Stars & Stripes Mascarpone Shortbread: So festive and fun! Perfect for July 4th, Labor Day and Memorial Day picnics and barbecues.
I’ve made different flag desserts before. And they’re fun.
But then I thought, wouldn’t it be really fun for each person to have their very own individual little flag shortbread bar?
And that’s when Stars & Stripes Mascarpone Shortbread came to mind.
The Scottish shortbread layer is thin, buttery and crunchy.
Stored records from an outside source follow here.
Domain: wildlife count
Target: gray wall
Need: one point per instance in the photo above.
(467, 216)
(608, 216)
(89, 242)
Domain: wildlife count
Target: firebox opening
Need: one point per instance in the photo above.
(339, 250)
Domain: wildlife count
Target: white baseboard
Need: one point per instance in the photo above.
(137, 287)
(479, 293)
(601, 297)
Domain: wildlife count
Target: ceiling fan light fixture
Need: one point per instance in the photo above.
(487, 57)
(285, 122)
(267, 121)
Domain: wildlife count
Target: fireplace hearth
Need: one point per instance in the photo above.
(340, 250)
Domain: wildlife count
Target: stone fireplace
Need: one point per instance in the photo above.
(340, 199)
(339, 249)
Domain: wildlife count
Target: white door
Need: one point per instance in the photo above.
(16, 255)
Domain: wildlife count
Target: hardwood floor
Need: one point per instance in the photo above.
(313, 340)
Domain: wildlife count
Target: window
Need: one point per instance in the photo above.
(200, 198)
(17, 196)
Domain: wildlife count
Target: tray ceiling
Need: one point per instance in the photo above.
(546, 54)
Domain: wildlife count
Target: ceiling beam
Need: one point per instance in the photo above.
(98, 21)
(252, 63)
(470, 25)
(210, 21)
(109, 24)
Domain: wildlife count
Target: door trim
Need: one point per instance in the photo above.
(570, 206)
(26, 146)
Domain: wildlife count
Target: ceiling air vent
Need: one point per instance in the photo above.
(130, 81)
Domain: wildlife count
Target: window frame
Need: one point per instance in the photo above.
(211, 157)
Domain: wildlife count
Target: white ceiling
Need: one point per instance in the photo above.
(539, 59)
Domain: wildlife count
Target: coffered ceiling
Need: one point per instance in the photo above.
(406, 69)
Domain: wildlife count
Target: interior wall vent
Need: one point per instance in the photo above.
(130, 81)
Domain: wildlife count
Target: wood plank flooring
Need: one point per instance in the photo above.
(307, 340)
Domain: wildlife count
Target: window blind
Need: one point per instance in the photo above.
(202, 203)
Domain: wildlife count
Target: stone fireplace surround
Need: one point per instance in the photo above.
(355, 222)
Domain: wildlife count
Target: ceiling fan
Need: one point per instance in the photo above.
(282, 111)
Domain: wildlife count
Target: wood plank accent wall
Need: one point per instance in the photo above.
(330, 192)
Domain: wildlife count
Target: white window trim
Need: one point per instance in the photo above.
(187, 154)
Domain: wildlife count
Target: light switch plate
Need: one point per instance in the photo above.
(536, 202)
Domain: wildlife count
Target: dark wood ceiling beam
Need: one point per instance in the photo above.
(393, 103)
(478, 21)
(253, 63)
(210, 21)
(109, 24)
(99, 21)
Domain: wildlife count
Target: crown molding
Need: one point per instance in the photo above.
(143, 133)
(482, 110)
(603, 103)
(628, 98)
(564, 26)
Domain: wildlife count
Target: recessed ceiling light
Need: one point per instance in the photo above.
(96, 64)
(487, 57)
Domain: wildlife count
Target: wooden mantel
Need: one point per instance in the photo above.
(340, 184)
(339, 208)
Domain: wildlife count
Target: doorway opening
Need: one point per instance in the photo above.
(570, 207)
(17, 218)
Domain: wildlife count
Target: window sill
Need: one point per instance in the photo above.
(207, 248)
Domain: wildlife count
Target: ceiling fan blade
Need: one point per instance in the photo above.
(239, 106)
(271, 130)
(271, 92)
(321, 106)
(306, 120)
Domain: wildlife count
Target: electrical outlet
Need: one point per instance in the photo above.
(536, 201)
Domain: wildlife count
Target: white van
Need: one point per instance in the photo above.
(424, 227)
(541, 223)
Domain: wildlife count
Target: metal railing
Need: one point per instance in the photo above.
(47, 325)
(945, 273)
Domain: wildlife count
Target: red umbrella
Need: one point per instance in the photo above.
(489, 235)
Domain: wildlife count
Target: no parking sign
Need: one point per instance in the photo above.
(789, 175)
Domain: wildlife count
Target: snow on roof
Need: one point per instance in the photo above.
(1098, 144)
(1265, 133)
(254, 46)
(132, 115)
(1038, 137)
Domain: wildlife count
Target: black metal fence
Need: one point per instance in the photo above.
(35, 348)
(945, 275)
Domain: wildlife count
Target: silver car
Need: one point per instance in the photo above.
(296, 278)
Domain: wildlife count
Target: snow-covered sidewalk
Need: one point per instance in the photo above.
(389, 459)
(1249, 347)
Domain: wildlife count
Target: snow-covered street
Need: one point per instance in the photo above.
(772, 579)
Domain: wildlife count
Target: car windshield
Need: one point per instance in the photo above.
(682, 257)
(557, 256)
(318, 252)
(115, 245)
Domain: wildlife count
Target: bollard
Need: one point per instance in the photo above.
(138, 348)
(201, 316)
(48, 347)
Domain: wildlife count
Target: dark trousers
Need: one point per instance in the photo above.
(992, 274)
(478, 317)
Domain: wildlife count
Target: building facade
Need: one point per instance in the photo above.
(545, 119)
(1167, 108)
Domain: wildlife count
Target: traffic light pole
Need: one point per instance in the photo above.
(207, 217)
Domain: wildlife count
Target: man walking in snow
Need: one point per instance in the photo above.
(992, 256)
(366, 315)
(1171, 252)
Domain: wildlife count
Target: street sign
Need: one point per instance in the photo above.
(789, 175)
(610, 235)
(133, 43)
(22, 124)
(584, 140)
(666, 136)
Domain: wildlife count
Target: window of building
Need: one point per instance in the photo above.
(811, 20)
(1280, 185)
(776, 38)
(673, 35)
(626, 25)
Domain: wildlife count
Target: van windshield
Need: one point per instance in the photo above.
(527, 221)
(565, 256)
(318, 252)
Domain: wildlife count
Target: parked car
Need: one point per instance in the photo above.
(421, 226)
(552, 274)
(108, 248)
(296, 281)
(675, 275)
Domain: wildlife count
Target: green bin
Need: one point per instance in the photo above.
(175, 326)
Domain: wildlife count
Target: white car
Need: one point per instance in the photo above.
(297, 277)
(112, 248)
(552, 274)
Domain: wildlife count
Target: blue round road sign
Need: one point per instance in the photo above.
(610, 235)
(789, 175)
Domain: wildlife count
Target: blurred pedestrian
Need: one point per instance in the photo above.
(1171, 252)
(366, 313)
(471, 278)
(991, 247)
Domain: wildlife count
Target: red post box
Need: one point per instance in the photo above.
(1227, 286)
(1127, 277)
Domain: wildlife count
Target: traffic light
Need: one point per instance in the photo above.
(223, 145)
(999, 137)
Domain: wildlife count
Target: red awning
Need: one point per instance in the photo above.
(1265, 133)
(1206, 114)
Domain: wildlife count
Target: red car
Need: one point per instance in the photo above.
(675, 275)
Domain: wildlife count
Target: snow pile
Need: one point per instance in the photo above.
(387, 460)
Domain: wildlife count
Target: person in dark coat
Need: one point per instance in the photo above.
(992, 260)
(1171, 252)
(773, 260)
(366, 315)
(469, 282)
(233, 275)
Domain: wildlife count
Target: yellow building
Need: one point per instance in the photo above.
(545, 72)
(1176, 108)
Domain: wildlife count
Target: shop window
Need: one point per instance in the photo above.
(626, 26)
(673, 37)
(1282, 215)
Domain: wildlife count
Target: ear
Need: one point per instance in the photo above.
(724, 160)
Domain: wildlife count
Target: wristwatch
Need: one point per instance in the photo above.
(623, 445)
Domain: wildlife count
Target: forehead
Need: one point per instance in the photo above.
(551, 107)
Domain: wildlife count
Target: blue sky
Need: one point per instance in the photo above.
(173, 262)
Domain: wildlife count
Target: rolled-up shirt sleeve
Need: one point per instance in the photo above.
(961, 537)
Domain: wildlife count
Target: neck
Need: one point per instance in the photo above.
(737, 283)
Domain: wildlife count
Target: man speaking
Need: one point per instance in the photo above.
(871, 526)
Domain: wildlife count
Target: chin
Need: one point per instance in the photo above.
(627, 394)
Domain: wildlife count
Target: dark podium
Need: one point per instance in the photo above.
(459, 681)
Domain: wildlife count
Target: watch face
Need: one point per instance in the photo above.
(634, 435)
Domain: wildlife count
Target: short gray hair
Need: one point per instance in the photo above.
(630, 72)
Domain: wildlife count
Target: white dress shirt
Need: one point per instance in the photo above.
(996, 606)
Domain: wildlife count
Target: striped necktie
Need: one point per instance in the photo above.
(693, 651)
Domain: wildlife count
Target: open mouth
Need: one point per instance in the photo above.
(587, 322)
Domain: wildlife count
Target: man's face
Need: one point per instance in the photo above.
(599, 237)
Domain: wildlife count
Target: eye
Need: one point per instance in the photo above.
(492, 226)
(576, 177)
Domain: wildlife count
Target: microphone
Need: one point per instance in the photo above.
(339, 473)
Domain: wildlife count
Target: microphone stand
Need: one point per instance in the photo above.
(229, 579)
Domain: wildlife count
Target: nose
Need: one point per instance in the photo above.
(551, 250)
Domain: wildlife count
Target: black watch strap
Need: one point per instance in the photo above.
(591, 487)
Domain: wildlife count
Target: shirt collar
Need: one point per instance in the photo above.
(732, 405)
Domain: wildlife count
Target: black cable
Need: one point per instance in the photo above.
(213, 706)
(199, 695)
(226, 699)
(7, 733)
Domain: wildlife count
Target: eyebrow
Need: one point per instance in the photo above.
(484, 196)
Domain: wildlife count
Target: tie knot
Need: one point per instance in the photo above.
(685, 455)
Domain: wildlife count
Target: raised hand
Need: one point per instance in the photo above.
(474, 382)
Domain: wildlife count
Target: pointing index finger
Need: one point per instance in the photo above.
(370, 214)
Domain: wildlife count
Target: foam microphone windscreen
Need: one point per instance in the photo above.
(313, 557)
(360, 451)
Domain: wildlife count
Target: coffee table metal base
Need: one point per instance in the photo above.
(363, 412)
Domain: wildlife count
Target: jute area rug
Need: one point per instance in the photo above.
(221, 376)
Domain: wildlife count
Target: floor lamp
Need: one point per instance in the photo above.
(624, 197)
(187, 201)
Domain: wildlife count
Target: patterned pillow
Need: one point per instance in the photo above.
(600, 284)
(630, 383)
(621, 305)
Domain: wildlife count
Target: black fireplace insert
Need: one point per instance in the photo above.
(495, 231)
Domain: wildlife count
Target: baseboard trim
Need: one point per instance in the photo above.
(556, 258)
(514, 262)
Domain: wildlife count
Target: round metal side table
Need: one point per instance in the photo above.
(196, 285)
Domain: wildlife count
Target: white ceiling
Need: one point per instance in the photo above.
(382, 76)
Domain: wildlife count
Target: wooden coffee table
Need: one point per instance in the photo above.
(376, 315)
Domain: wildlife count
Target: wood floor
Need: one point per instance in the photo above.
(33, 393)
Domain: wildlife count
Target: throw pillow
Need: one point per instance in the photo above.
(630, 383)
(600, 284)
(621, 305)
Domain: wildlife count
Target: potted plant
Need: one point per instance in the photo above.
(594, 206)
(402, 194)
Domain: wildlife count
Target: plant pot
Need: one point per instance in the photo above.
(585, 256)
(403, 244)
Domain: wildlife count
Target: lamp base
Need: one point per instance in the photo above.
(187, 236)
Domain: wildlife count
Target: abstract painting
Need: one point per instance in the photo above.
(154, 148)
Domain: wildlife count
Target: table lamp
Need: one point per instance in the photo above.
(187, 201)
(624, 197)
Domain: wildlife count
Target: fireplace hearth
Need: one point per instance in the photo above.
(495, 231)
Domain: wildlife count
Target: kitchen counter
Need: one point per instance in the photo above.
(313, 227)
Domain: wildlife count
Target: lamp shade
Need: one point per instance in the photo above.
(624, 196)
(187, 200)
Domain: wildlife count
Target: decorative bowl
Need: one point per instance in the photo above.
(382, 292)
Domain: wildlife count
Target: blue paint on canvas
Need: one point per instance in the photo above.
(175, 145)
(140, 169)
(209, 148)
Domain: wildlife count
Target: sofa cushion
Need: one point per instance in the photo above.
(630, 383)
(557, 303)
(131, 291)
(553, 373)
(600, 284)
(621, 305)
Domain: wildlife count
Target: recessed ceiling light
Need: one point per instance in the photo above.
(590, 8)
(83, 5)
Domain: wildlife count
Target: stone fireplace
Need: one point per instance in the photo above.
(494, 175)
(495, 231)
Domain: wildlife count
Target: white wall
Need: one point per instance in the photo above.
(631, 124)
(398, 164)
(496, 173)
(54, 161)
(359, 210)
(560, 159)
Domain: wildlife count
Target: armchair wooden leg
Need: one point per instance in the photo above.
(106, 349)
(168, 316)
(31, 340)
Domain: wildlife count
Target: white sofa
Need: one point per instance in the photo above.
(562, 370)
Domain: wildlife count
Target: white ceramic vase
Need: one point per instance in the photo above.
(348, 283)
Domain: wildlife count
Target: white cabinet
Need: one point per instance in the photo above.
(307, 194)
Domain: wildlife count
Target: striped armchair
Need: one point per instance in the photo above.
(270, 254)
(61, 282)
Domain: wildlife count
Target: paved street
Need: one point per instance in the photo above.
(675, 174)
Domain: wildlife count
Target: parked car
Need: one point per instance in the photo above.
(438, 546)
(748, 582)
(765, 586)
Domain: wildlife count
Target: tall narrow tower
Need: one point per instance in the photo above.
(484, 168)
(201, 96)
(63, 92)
Bake the shortbread first.
While still warm, cut it into 2 1/2 ” by 4 ” rectangles.
Cool, then frost with light and airy whipped mascarpone frosting.
Top with freshly picked summer strawberries and blueberries!
Stars & Stripes Mascarpone Shortbread is a fun, easy dessert, sure to please patriots of all ages!
Star & Stripes Mascarpone Shortbread
- 2 cups butter
- 1 cup sugar
- 4 cups flour
- 1 quart strawberries washed
- 1 pint blueberries washed
- Mascarpone frosting:
- 8 ounces mascarpone
- 1/2 cup white granulated sugar
- 1 cup whipping cream
- 1 teaspoon vanilla
- optional: 1 teaspoon unflavored gelatin dissolved in a couple teaspoons cold water
- Preheat oven to 375 degrees
- Beat butter until creamy.
- Gradually add 1 cup sugar 'til mixtures is smooth.
- Add in flour.
- Press dough with floured hands into parchment lined 12" X 16" cookie sheet.
- (Parchment makes it easy to lift the shortbread out of the pan after baking for easier, precise cutting.)
- Bake at 375° for 18 minutes or 'til golden brown.
- Remove from oven and cool for ten minutes.
- While still warm, carefully lift shortbread out of the pan with the parchment paper and place on a large cutting board.
- Cut into 2 1/2 " by 4" rectangles while warm.
- When cool, frost with Mascarpone Frosting.
- Mascarpone Frosting:
- Place mascarpone, vanilla, sugar and whipping cream together in a mixing bowl.
- Optional: dissolve 1 teaspoon unflavored gelatin in a couple teaspoons cold water.
- Whisk water and gelatin together and let "bloom" a minute or two.
- Add this gelatin mixture in with the other frosting ingredients.
- (Unflavored gelatin helps the light frosting hold up in the heat.)
- Beat all together just until soft peaks form.
- (Be careful not to overbeat or it will quickly turn into butter!)
- Decorate with blueberries for stars and strawberry slices for stripes.
- (I cut the strawberries in half first, then cut those into thin slices, and trim down.)
- Serve immediately or cover and refrigerate.